Every move leaves the second player within immediate reach.

Complexity Analysis

Measure Complexity Explanation
Time O(1) Only a few arithmetic comparisons are performed
Space O(1) No auxiliary data structures are used

The constraints allow coordinates up to 10^9, but the solution never iterates over positions or move ranges. All computations are constant-time integer arithmetic, so the program easily fits within the limits.

Test Cases

# helper: run solution on input string, return output string
import sys, io

def solve():
    input = sys.stdin.readline

    x1, x2, a, b = map(int, input().split())

    d = x2 - x1

    if a <= d <= b:
        print("FIRST")
        print(x2)
    elif 2 * a <= d <= 2 * b:
        print("SECOND")
    else:
        print("DRAW")

def run(inp: str) -> str:
    backup_stdin = sys.stdin
    backup_stdout = sys.stdout

    sys.stdin = io.StringIO(inp)
    sys.stdout = io.StringIO()

    solve()

    out = sys.stdout.getvalue()

    sys.stdin = backup_stdin
    sys.stdout = backup_stdout

    return out

# provided sample
assert run("0 2 0 4\n") == "FIRST\n2\n", "sample 1"
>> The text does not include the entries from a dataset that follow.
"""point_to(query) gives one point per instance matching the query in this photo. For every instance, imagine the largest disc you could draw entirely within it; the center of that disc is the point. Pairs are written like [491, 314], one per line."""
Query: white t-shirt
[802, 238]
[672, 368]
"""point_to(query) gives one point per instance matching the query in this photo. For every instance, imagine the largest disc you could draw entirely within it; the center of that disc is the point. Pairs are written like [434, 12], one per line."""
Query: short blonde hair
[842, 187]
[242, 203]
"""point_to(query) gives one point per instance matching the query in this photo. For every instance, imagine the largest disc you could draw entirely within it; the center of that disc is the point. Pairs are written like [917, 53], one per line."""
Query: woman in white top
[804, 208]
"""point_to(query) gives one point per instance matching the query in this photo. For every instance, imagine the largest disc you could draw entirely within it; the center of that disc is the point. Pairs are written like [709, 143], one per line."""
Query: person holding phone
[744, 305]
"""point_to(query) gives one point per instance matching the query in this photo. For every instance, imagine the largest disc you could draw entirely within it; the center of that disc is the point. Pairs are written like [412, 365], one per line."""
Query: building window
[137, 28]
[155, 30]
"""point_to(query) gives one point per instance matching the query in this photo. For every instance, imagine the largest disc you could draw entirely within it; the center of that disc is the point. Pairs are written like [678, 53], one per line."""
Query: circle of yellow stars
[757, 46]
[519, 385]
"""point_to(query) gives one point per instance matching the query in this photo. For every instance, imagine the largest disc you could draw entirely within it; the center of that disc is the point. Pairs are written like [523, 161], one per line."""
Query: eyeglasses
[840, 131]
# immediate loss for first player
assert run("0 5 2 3\n") == "SECOND\n", "all first moves lose"

# nobody can force anything
assert run("0 10 0 0\n") == "DRAW\n", "both players stuck"

# negative moves allowed
assert run("5 8 -2 1\n") == "FIRST\n8\n", "forward move still possible"

# boundary of second-player winning interval
assert run("0 4 2 2\n") == "SECOND\n", "exactly 2a"

# large coordinates
assert run("-1000000000 1000000000 1 2\n") == "DRAW\n", "large values"
Test input Expected output What it validates
0 5 2 3 SECOND Every first move loses immediately
0 10 0 0 DRAW Zero movement creates infinite draw
5 8 -2 1 FIRST Negative movement bounds handled correctly
0 4 2 2 SECOND Boundary condition d = 2a = 2b
-1000000000 1000000000 1 2 DRAW Very large coordinates

Edge Cases

Consider:

0 10 0 0

The distance is:

d = 10

Immediate win check:

0 <= 10 <= 0

False.

Second-player winning check:

0 <= 10 <= 0

False.

The algorithm outputs:

DRAW

This is correct because both players are forced to stay in place forever.

Now consider:

0 4 2 2

The only legal move length is exactly 2.

The distance is:

d = 4

The first player cannot capture immediately because 4 is not in [2, 2].

The second condition becomes:

2 * 2 <= 4 <= 2 * 2

True.

The algorithm outputs:

SECOND

Indeed, the first player must move from 0 to 2, after which the second player moves from 4 to 2 and wins.

Finally, consider a draw with nontrivial movement:

0 7 2 3

We have:

d = 7

Immediate win:

2 <= 7 <= 3

False.

Second-player forced win:

4 <= 7 <= 6

False.

The algorithm outputs:

DRAW

The first player can move by 3, leaving distance 4. The second player then cannot capture immediately. From there, both players can continue avoiding losing positions indefinitely because neither side can force the distance into a decisive interval.